This tweet introducing me to the "Seattle Dog" came across my timeline earlier today. At first, I was revolted. I don't know if it was the idea of throwing cream cheese on a dog that didn't sit right with me, or maybe just this particular version of the Seattle Dog looked like hell. But thanks to the algorithm, I ended up seeing it about another 5 or 6 times before I finally decided to run over to the grocery stores and give it a try myself.
Is it perfectly fine? For sure. Nothing wrong with that hot dog whatsoever. Hot dogs are delicious, fried onions are delicious, cream cheese is delicious. Put all of them together and you've got a solid product.
But solid is about as far as I'd go in terms of grading the Seattle Dog. There's just an underlying sense of un-Americanness with every bite of that dog. Something about it feels wrong. And that's due to the fact that there's no mustard.
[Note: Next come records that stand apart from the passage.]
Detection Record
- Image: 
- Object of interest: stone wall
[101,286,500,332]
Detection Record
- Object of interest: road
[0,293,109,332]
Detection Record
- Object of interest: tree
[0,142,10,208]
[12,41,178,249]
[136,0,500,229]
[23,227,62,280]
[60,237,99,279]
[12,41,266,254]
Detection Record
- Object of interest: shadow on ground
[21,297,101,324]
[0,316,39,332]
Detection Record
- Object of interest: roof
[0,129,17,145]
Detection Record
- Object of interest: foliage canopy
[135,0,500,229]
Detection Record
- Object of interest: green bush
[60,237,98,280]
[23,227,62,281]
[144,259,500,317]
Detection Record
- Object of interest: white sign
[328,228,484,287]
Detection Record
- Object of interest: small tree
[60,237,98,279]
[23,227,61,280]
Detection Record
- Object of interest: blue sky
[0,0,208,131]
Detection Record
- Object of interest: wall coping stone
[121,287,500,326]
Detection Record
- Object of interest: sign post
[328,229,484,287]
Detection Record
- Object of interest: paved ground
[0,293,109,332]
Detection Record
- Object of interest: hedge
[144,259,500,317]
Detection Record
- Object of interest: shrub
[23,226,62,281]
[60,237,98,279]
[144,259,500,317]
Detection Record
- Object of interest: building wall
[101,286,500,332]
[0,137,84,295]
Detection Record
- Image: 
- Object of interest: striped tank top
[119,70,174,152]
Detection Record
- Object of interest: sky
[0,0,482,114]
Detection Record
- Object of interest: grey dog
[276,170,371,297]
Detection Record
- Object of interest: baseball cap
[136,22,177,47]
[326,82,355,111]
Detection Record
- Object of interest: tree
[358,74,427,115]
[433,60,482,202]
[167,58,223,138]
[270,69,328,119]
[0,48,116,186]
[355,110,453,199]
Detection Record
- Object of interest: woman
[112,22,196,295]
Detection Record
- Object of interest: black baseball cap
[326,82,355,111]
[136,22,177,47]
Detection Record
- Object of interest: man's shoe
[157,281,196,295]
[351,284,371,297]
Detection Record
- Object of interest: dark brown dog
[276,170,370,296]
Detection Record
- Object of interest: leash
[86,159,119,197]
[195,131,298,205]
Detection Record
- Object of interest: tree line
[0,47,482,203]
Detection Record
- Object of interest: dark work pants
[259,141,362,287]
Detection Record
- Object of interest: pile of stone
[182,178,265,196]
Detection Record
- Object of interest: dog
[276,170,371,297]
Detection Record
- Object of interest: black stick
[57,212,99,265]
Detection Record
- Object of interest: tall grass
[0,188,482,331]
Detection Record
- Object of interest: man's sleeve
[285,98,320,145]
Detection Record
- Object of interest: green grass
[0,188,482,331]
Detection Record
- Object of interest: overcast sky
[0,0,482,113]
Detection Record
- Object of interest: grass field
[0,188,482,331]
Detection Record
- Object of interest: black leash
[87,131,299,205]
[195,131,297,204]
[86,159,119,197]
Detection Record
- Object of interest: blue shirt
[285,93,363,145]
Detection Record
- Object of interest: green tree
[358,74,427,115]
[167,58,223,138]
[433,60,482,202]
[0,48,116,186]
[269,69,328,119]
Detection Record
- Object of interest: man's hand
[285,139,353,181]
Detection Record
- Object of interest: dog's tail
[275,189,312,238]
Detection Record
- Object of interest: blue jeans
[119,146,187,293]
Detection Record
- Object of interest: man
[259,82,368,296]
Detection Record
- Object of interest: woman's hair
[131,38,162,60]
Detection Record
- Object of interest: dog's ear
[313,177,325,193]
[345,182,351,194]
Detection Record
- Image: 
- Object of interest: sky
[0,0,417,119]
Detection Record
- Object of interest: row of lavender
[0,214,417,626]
I don't care who you are or what you think--wherever there's a hot dog in the world, there better damn sure be some mustard right next to it. Preferably spicy, but I'll settle for some classic yellow. It's one of the most elite combinations in culinary history. The saltiness and fatty-ness of the meat rocket combined with the sharpness and acidic punch that mustard brings. It's everything you could ever ask for when trying to achieve the perfect flavor balance.
Can you put cream cheese on a hot dog? Of course you can. But should you? Only if you hate America.
Sidenote: I went ahead and made my own hot dogs from scratch for the 4th of July.
They were 100% ground up brisket. As far as quality of meat is concerned, probably some of the best you could ask for. And while they turned out pretty solid, there's just something special about a cheap hot dog made from overly processed shitty meat that you can't replicate with a home cook. Maybe some foods are just meant to stay at the level they're at.